Mitt Romney certainly has his work cut out for him if he wants to be on the GOP ticket in 2012. Especially since RomneyCare is bankrupting Massachusetts, and Obama loves comparing his rotten health care plan to Romney’s health care plan. And this isn’t going to make Romney’s job any easier.
In a development that could have ramifications for the 2012 presidential race, Jon Kingsdale, the man who Mitt Romney appointed to help implement the Massachusetts health care plan, has stepped down. Though Kingsdale hasn’t announced where he’s moving to, a spokesman for his agency tells the Boston Globe that he will be “exploring opportunities to help with national health care reform.”
What does this all have to do with 2012?
Well, Kingsdale was appointed by the Romney administration in 2006, and tasked with running the Commonwealth Health Insurance Connector Authority, which operates the state exchange on which Massachusetts citizens can use government subsidies to purchase government-designed insurance plans. This is the same basic infrastructure that Democrats just created at the national level, and Obama himself has repeatedly tied the two plans together in the past few weeks.
Obama may want to scale back his comparisons of Obamacare to the Massachusetts plan. You know, the plan that’s putting insurers out of business, or will be soon. If he keeps that up the folks might start wondering why he copied a failed policy.
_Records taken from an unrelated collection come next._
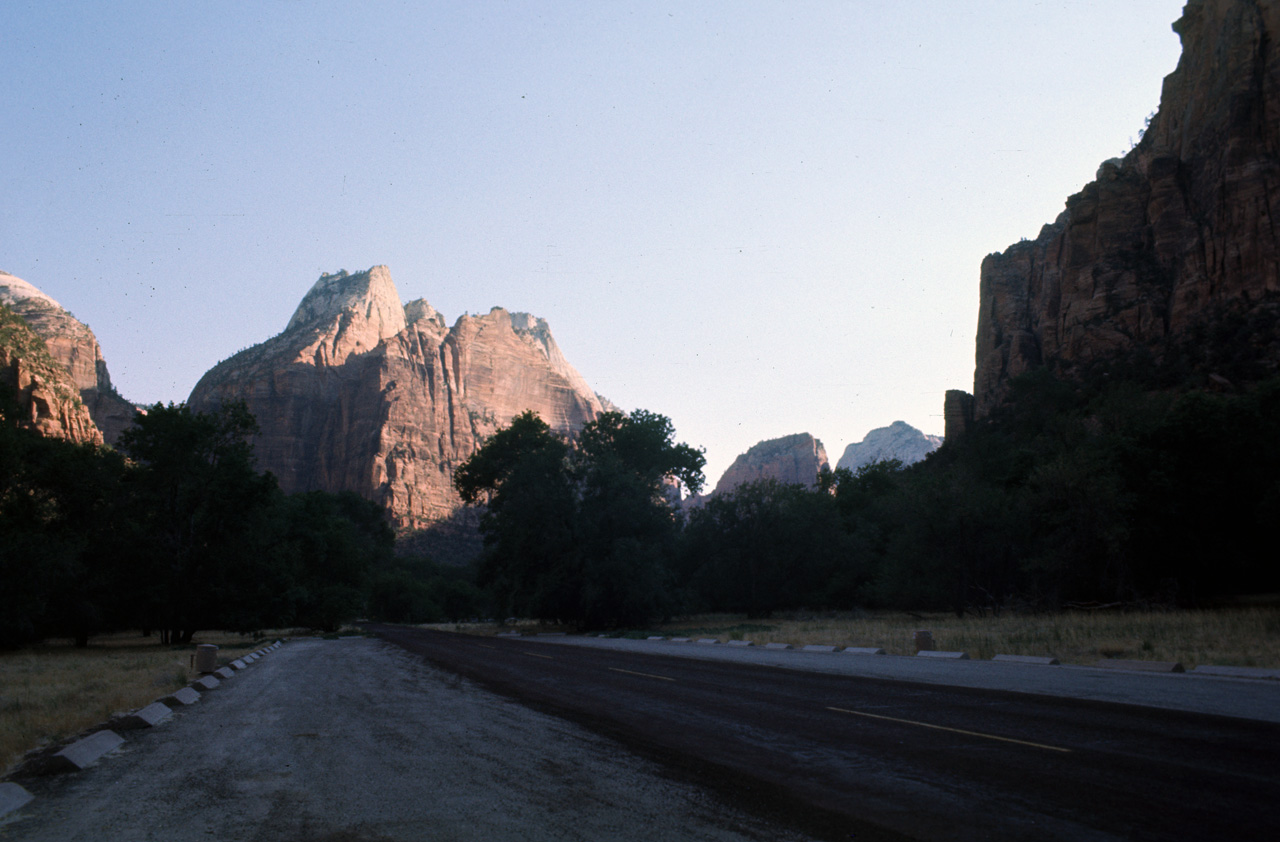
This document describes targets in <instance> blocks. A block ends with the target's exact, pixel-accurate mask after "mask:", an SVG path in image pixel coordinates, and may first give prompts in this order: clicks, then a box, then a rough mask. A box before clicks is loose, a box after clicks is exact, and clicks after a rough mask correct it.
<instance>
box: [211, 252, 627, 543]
mask: <svg viewBox="0 0 1280 842" xmlns="http://www.w3.org/2000/svg"><path fill="white" fill-rule="evenodd" d="M233 399H239V401H244V402H246V404H247V406H248V408H250V411H251V412H252V413H253V415H255V417H256V418H257V422H259V426H260V427H261V433H260V434H259V436H257V438H256V440H255V448H256V453H257V459H259V467H260V468H261V470H268V471H271V472H273V473H275V476H276V477H278V479H279V482H280V488H283V489H284V490H285V491H291V493H292V491H306V490H314V489H320V490H326V491H343V490H349V491H356V493H358V494H361V495H364V496H366V498H369V499H371V500H375V502H376V503H379V504H381V505H383V507H384V508H387V511H388V512H389V514H390V517H392V520H393V522H394V523H396V525H397V526H401V527H410V528H416V527H424V526H429V525H431V523H435V522H439V521H442V520H444V518H448V517H449V516H451V514H453V513H454V511H456V509H457V508H458V507H460V505H461V502H460V499H458V496H457V494H456V493H454V491H453V485H452V476H453V470H454V468H456V467H457V466H458V463H461V462H462V461H463V459H466V458H467V457H468V456H471V453H474V452H475V449H476V448H477V447H479V445H480V444H481V443H483V441H484V439H485V438H488V436H489V435H492V434H493V433H494V431H497V430H498V427H499V426H506V425H507V424H509V422H511V418H512V417H515V416H516V415H520V413H521V412H524V411H525V409H532V411H534V412H536V413H538V415H539V416H541V418H543V420H544V421H547V422H548V424H549V425H550V426H552V427H553V429H556V430H557V431H559V433H563V434H570V433H572V431H576V430H579V429H581V426H582V425H585V424H586V422H589V421H591V420H593V418H595V417H596V416H598V415H599V413H600V412H603V411H605V409H607V408H612V404H607V403H604V402H602V399H600V398H599V397H598V395H596V394H595V393H594V392H593V390H591V389H590V388H589V386H588V384H586V381H585V380H584V379H582V376H581V375H580V374H579V372H577V371H576V370H575V369H573V367H572V366H571V365H570V363H568V361H567V360H564V356H563V354H562V353H561V351H559V348H558V347H557V344H556V340H554V339H553V338H552V334H550V330H549V329H548V326H547V322H545V321H543V320H541V319H536V317H534V316H530V315H527V314H512V312H507V311H506V310H502V308H499V307H495V308H493V310H490V311H489V312H488V314H485V315H483V316H462V317H460V319H458V320H457V321H456V322H454V324H453V326H452V328H447V326H445V321H444V317H443V316H440V314H439V312H436V311H435V308H433V307H431V306H430V305H429V303H428V302H426V301H422V299H419V301H413V302H410V303H408V305H402V303H401V299H399V294H398V293H397V290H396V285H394V283H393V282H392V276H390V273H389V271H388V269H387V267H385V266H374V267H372V269H370V270H367V271H364V273H356V274H347V273H346V271H340V273H337V274H325V275H321V276H320V279H319V280H317V282H316V283H315V285H314V287H312V288H311V290H310V292H308V293H307V296H306V297H305V298H303V299H302V302H301V303H300V305H298V308H297V311H296V312H294V315H293V317H292V319H291V320H289V324H288V326H287V328H285V329H284V331H282V333H280V334H278V335H276V337H273V338H271V339H268V340H266V342H264V343H261V344H259V346H255V347H252V348H248V349H246V351H242V352H239V353H237V354H236V356H233V357H230V358H229V360H225V361H223V362H220V363H218V365H216V366H215V367H214V369H211V370H210V371H209V372H207V374H205V376H204V377H201V380H200V383H198V384H196V388H195V390H193V392H192V393H191V398H189V399H188V404H189V406H191V407H192V408H193V409H196V411H210V409H212V408H216V407H218V406H220V404H221V403H224V402H227V401H233Z"/></svg>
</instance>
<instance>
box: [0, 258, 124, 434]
mask: <svg viewBox="0 0 1280 842" xmlns="http://www.w3.org/2000/svg"><path fill="white" fill-rule="evenodd" d="M0 303H3V305H8V306H9V307H12V308H13V311H14V312H17V314H18V315H19V316H22V319H23V320H24V321H26V322H27V324H28V325H29V326H31V329H32V330H35V331H36V334H37V335H38V337H40V338H41V339H44V340H45V346H46V347H47V349H49V353H50V354H52V358H54V360H55V361H58V363H59V365H60V366H61V367H63V369H65V370H67V372H68V374H69V376H70V380H72V383H74V385H76V388H77V389H78V390H79V395H81V401H82V402H83V403H84V406H86V407H87V408H88V412H90V415H91V416H92V418H93V424H95V425H96V426H97V429H99V430H101V434H102V435H101V436H100V438H101V439H105V440H106V443H108V444H114V443H115V439H116V436H119V435H120V433H122V431H123V430H124V429H125V427H128V426H129V425H132V424H133V416H134V415H137V408H136V407H134V406H133V404H132V403H129V402H128V401H125V399H124V398H122V397H120V395H119V394H118V393H116V392H115V388H114V386H113V385H111V375H110V372H109V371H108V370H106V361H105V360H104V358H102V348H101V347H100V346H99V344H97V338H96V337H95V335H93V331H92V330H90V329H88V325H86V324H83V322H81V321H78V320H77V319H76V317H74V316H73V315H70V314H69V312H67V311H65V310H64V308H63V306H61V305H59V303H58V302H56V301H54V299H52V298H50V297H49V296H46V294H45V293H42V292H41V290H40V289H37V288H36V287H33V285H31V284H28V283H27V282H26V280H22V279H20V278H14V276H13V275H10V274H8V273H3V271H0Z"/></svg>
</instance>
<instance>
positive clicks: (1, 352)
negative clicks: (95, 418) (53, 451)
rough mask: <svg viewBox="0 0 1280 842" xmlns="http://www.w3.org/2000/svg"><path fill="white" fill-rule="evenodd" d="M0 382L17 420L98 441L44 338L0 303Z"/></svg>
mask: <svg viewBox="0 0 1280 842" xmlns="http://www.w3.org/2000/svg"><path fill="white" fill-rule="evenodd" d="M0 384H4V385H5V386H8V392H9V393H10V397H12V398H13V401H14V403H15V404H17V407H15V408H17V412H18V415H17V417H15V418H4V422H6V424H8V422H12V421H17V422H18V424H19V425H22V426H27V427H31V429H33V430H36V431H37V433H40V434H41V435H46V436H54V438H59V439H68V440H70V441H79V443H87V444H101V443H102V434H101V433H99V429H97V427H96V426H95V425H93V420H92V418H91V417H90V415H88V409H87V408H86V407H84V403H83V402H82V401H81V397H79V389H77V388H76V383H74V380H73V379H72V376H70V374H69V372H68V371H67V369H64V367H63V366H61V365H60V363H59V362H58V361H56V360H54V357H52V354H50V353H49V348H47V347H46V346H45V340H44V339H41V338H40V335H37V334H36V331H35V330H32V329H31V326H29V325H27V322H26V321H24V320H23V319H22V317H20V316H19V315H17V314H15V312H14V311H13V310H12V308H9V307H8V306H5V305H3V303H0Z"/></svg>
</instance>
As for the failed Massachusetts policy, it’s time for Romney to stop defending it. He certainly can argue that it was a state law and the federal government has no business nationalizing health care. But he also might want to be blunt and simply admit that he was the governor of a very liberal state, with a liberal legislature, and he was just playing the cards he was dealt while doing what the people of his state wanted, even though in the long run it hurt them.
I don’t know…2012 is a long way off. We have to get through the mid-terms this year. But if I had my druthers in 2012 we’ll see any combination of the following on the GOP ticket: Jim DeMint, Marco Rubio, Paul Ryan, Mike Pence, Michele Bachmann, and Herman Cain. Nothing against Romney, but the fiasco in Massachusetts is a monkey on his back and unless he starts singing a different tune his primary opponents will have a field day with RomneyCare.